Para muitas pessoas, quem exclama não escreve a sério. Basta comparar "O Velho e o Mar" com um romance água com açúcar, sobre as ilusões do amor. A quantidade de exclamações é assustadoramente maior. Há quem ache, ainda, que não é muito masculino exclamar. Um amigo brasileiro recebeu uma reprimenda de sua chefe americana porque mandava mensagens com pontos de exclamação e isso parecia pouco profissional. "Eu sei que no Brasil vocês são assim, ela disse, mas estamos nos Estados Unidos da América. Aqui trabalhamos com seriedade".

A verdade é que precisamos dos sinais de pontuação para ajudar as palavras a alcançar minimamente a inesgotável capacidade de comunicação do corpo. Vírgulas são imitações da respiração, das pausas naturais para entrada e saída de ar entre uma frase e outra. O ponto de interrogação é a representação das dúvidas, essas coisas das quais a nossa alma está cheia. A exclamação é a marca da pulsão de vida.

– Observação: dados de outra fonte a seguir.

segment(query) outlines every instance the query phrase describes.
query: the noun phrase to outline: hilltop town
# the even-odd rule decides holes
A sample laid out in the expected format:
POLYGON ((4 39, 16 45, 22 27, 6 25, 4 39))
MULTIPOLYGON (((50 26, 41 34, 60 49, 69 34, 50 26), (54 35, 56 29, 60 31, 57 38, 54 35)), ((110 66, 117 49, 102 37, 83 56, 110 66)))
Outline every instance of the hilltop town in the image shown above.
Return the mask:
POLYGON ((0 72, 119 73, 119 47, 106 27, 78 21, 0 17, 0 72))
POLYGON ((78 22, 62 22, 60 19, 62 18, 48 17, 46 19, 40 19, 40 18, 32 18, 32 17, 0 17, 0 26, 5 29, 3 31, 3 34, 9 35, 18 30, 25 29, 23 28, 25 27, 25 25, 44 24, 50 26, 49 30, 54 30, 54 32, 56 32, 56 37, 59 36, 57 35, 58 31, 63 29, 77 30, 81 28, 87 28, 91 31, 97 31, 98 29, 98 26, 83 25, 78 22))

O corpo é uma máquina comunicativa imbatível, com ou sem palavras, na voz, nos gestos. A escrita é uma invenção humana que busca estes resultados. Às vezes é impossível. Não há texto no mundo capaz de alcançar o que pode ser dito por olhos que se olham sorrindo. De minha parte, acho que a vida não pode existir sem momentos diários de exaltação, espanto, alegria, êxtase, encanto, enlevo. Não usei nenhum ponto de exclamação nesta crônica até aqui. Deixei para o final porque quero aplicar o Punctus Admirativus na palavra que mais combina com ele e da qual o meu coração anda pleno: Felicidade! Exclamar deveria ser um hábito.